With halide perovskite gaining popularity
for optoelectronics application,
it is imperative to push for device stacks with minimum optical losses
and maximum efficiency. However, the vast plethora of material systems
and device architectures available through computerized combinatorial
analysis made experimental trials for each proposed possibility impractical.
Thus, high-throughput optical simulations in conjunction to comprehensive
electronic modeling are necessary to predict outputs and minimize
experimental efforts involved. Here, we aim to critically summarize
some of the most intuitive and efficient approaches to optical modeling
for perovskite-based devices and work toward a consensus on the best
avenues to utilize these models. First, the nuances of ellipsometry
measurements for ascertaining accurate optical constants of perovskite
are discussed. Modeling techniques (such as ray tracing, transfer
matrices, finite difference time domain, and finite element methods)
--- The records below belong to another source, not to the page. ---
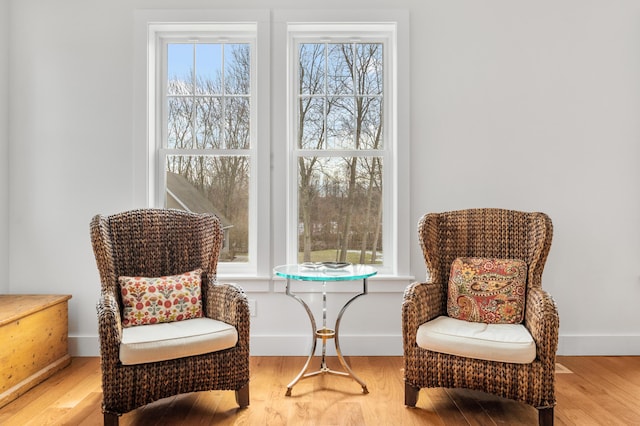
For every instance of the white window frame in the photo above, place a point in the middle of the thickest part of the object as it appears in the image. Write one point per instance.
(391, 28)
(273, 154)
(159, 27)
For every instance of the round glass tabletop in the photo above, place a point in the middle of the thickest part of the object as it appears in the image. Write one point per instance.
(325, 271)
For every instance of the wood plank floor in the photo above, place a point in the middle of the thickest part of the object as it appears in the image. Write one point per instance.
(590, 391)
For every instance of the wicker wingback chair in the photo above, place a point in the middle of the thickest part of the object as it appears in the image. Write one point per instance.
(155, 243)
(492, 233)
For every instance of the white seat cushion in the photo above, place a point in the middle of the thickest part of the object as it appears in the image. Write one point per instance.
(163, 341)
(492, 342)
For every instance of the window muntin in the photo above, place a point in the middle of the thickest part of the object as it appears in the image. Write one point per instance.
(340, 149)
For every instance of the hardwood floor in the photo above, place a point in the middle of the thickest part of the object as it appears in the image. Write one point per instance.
(590, 391)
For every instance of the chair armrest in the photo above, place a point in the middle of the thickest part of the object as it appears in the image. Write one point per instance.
(543, 322)
(228, 303)
(109, 329)
(422, 302)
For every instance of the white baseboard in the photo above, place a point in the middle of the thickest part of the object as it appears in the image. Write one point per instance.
(598, 345)
(388, 345)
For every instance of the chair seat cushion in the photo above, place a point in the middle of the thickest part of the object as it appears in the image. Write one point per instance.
(163, 341)
(491, 342)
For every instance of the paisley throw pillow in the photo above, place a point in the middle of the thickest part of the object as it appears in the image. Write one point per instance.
(487, 290)
(161, 299)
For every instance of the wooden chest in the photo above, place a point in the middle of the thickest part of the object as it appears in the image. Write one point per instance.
(33, 341)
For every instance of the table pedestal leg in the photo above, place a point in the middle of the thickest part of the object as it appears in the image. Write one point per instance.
(325, 333)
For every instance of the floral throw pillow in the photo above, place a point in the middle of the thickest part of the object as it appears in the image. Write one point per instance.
(487, 290)
(161, 299)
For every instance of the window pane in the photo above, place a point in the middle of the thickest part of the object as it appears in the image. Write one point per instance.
(207, 122)
(179, 128)
(237, 69)
(312, 127)
(214, 184)
(311, 71)
(370, 125)
(339, 115)
(237, 124)
(341, 123)
(208, 68)
(180, 68)
(340, 68)
(340, 209)
(369, 68)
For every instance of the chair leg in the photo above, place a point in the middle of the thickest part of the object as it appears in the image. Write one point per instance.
(545, 416)
(410, 395)
(242, 396)
(111, 419)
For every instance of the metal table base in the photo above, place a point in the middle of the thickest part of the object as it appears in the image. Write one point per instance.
(325, 334)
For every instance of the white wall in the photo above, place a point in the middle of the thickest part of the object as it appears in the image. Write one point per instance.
(523, 105)
(4, 146)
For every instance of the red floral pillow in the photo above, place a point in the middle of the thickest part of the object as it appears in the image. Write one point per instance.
(487, 290)
(162, 299)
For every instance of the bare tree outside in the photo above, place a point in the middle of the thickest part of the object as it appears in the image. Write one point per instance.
(208, 108)
(340, 118)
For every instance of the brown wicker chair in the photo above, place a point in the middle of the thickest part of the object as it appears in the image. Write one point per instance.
(483, 233)
(153, 243)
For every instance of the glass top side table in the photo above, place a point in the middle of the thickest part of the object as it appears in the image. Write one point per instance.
(325, 273)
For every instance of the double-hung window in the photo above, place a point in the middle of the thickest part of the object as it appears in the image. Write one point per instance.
(203, 129)
(343, 141)
(295, 137)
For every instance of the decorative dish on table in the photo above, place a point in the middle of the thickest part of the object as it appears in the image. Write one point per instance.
(327, 265)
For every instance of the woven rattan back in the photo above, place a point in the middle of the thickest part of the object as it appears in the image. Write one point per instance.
(153, 243)
(498, 233)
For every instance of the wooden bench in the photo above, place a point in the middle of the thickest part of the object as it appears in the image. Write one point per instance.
(33, 341)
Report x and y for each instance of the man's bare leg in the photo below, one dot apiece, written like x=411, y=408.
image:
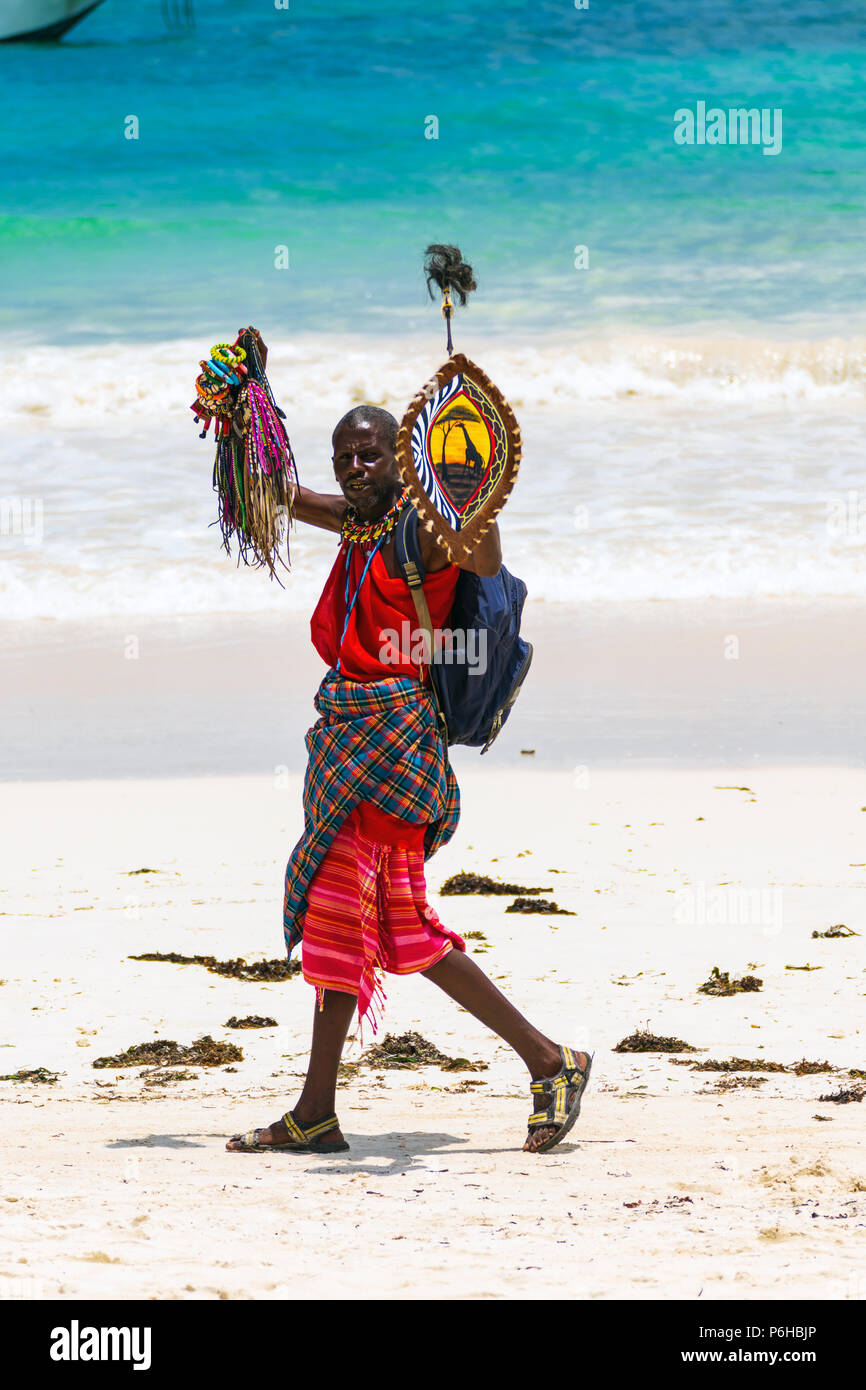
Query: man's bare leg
x=469, y=986
x=319, y=1094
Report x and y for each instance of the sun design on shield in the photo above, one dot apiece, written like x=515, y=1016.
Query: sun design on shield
x=460, y=448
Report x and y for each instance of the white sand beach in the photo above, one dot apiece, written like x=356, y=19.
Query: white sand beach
x=670, y=1186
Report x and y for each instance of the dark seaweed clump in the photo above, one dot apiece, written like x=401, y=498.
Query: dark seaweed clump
x=462, y=884
x=843, y=1097
x=545, y=905
x=35, y=1075
x=722, y=983
x=166, y=1052
x=259, y=970
x=741, y=1064
x=253, y=1020
x=644, y=1041
x=157, y=1077
x=410, y=1050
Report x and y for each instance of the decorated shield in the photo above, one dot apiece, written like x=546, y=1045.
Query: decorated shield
x=459, y=452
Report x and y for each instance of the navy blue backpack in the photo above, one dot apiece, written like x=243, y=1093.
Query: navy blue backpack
x=476, y=674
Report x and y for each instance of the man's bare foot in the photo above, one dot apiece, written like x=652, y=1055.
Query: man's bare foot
x=278, y=1133
x=538, y=1136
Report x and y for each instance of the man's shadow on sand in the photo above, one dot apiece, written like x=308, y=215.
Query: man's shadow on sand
x=410, y=1146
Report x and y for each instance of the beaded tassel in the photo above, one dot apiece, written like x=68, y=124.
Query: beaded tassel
x=255, y=474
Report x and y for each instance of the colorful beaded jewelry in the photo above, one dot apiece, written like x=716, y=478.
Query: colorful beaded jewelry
x=360, y=533
x=255, y=474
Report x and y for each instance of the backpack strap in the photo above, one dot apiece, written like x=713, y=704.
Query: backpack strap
x=409, y=558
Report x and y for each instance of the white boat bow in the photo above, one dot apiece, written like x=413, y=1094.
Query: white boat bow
x=21, y=20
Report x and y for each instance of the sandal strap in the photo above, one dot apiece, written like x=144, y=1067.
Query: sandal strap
x=558, y=1089
x=313, y=1132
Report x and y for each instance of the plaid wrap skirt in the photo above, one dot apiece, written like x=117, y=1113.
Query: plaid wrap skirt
x=367, y=911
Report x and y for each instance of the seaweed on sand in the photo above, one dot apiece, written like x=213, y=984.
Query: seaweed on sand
x=36, y=1073
x=409, y=1051
x=741, y=1064
x=259, y=970
x=460, y=884
x=157, y=1077
x=253, y=1020
x=166, y=1052
x=545, y=905
x=720, y=983
x=844, y=1097
x=644, y=1041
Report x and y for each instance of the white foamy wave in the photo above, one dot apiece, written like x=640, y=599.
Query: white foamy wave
x=654, y=473
x=123, y=385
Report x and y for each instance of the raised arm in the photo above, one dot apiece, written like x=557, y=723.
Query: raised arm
x=321, y=509
x=485, y=559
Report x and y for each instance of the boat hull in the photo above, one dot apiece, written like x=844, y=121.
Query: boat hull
x=34, y=21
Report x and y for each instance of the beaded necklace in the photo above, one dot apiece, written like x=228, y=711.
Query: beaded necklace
x=360, y=533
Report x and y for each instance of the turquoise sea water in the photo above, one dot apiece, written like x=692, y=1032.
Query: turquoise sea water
x=692, y=403
x=306, y=128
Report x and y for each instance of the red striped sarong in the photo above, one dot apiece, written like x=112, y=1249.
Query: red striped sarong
x=367, y=911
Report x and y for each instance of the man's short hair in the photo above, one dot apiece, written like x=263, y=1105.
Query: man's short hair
x=370, y=416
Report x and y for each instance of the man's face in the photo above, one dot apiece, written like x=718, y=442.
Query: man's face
x=366, y=469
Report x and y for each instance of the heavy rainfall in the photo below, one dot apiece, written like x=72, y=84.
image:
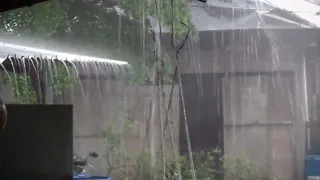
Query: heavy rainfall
x=164, y=89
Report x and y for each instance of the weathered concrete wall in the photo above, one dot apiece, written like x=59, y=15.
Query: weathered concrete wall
x=254, y=51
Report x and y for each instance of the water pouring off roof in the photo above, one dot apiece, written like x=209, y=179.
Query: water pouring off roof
x=19, y=50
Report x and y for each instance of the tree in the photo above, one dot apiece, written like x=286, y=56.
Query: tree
x=111, y=26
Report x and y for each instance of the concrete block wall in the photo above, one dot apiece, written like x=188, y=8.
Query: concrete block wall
x=97, y=105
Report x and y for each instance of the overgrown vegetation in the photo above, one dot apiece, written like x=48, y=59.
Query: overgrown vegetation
x=209, y=165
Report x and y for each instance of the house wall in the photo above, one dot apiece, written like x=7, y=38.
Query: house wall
x=269, y=51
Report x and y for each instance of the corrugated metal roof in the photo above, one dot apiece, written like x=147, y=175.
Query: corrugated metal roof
x=244, y=14
x=7, y=49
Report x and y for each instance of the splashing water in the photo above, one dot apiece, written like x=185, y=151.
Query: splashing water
x=231, y=103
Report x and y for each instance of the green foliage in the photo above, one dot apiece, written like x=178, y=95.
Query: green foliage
x=114, y=139
x=21, y=87
x=61, y=78
x=206, y=167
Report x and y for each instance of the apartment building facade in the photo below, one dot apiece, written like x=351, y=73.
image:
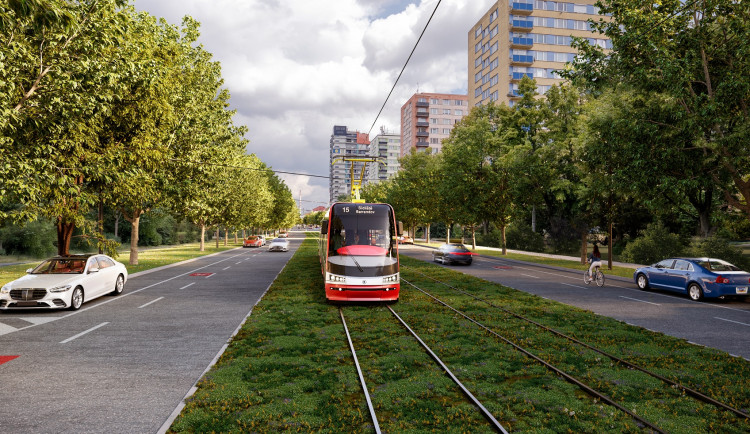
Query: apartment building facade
x=345, y=143
x=517, y=38
x=428, y=118
x=386, y=146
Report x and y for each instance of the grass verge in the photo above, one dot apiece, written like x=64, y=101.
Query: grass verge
x=289, y=368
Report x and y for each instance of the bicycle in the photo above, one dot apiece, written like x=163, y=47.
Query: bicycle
x=598, y=276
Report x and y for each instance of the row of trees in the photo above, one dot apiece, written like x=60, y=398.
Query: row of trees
x=105, y=106
x=655, y=130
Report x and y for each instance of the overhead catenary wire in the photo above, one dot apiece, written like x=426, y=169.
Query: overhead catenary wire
x=402, y=69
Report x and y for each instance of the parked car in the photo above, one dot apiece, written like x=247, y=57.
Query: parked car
x=252, y=241
x=279, y=245
x=696, y=277
x=455, y=253
x=65, y=282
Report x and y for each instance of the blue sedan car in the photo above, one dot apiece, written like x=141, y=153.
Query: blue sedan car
x=698, y=277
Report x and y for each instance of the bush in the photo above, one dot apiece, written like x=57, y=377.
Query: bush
x=654, y=244
x=719, y=247
x=519, y=236
x=37, y=239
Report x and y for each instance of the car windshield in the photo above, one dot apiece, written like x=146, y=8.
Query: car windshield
x=718, y=265
x=60, y=266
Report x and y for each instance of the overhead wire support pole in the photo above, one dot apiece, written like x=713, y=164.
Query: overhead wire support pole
x=402, y=69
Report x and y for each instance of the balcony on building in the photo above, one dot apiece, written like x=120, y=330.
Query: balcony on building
x=521, y=59
x=513, y=94
x=521, y=8
x=518, y=42
x=518, y=76
x=522, y=25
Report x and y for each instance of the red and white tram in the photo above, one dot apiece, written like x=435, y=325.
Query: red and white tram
x=359, y=252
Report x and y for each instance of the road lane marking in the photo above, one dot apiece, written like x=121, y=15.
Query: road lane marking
x=83, y=333
x=729, y=320
x=150, y=302
x=642, y=301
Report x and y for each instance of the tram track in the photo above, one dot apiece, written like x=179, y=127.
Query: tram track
x=486, y=413
x=588, y=389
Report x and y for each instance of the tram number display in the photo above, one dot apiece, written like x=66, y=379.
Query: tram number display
x=359, y=209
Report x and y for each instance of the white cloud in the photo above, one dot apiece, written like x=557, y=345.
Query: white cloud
x=296, y=68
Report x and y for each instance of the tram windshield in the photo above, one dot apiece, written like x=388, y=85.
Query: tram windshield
x=362, y=240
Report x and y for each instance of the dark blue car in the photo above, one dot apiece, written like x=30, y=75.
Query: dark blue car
x=697, y=277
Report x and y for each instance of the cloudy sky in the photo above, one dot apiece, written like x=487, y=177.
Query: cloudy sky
x=296, y=68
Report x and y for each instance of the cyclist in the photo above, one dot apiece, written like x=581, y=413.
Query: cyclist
x=595, y=259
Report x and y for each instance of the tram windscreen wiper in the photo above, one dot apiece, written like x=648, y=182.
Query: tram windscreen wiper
x=357, y=264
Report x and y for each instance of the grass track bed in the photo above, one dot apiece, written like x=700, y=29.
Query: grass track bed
x=289, y=369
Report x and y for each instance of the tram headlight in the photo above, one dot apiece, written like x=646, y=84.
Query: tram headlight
x=393, y=278
x=333, y=278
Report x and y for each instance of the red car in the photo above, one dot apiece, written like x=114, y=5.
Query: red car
x=252, y=241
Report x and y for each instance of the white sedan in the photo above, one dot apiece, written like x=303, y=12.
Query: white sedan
x=65, y=282
x=279, y=245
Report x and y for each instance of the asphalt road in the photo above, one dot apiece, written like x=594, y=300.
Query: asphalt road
x=724, y=325
x=125, y=363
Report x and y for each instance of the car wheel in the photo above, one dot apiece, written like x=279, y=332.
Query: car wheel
x=642, y=282
x=695, y=292
x=119, y=285
x=76, y=299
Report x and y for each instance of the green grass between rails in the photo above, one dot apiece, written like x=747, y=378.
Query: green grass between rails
x=289, y=368
x=147, y=259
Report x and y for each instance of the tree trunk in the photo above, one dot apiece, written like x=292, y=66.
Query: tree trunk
x=505, y=250
x=584, y=247
x=64, y=235
x=609, y=253
x=134, y=239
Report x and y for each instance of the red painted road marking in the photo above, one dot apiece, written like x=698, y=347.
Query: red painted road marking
x=4, y=359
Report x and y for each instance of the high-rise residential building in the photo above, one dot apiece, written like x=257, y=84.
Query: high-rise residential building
x=518, y=38
x=345, y=143
x=386, y=146
x=428, y=118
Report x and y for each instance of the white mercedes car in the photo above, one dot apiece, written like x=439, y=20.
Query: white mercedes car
x=65, y=282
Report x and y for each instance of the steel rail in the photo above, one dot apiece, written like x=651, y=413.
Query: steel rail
x=359, y=372
x=694, y=393
x=486, y=412
x=570, y=378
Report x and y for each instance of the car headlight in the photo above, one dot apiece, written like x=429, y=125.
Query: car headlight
x=333, y=278
x=391, y=279
x=61, y=288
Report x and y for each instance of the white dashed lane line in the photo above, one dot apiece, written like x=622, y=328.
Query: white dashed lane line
x=83, y=333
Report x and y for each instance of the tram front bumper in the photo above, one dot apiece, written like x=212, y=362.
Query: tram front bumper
x=339, y=292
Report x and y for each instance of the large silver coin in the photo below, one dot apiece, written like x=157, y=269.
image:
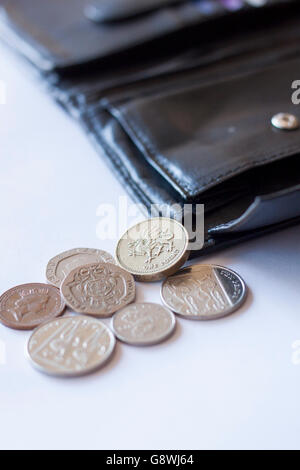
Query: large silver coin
x=143, y=324
x=61, y=265
x=204, y=292
x=71, y=346
x=153, y=249
x=98, y=289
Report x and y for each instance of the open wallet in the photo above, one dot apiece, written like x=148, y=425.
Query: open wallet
x=190, y=102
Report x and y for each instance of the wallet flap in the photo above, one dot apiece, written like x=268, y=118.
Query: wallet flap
x=203, y=136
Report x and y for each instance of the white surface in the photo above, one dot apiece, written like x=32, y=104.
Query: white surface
x=221, y=385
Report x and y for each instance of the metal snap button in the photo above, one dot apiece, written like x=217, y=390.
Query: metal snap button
x=285, y=121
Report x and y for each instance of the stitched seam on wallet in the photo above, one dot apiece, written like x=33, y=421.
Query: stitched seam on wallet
x=150, y=148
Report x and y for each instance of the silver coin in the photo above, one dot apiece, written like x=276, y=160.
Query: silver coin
x=98, y=289
x=61, y=265
x=153, y=249
x=143, y=324
x=71, y=346
x=204, y=292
to simulate the optical interaction within the device are then elaborated
focusing on their advantages and limitations. Next, the primary challenges
to attaining greater accuracy of optical constant data as well as
insights on the future trends are identified. Finally, an interactive
flowchart-based decision tree to ascertain the best simulation technique
for a given optoelectronic device architecture is built, which will
greatly help experimental scientists and beginners in optical modeling.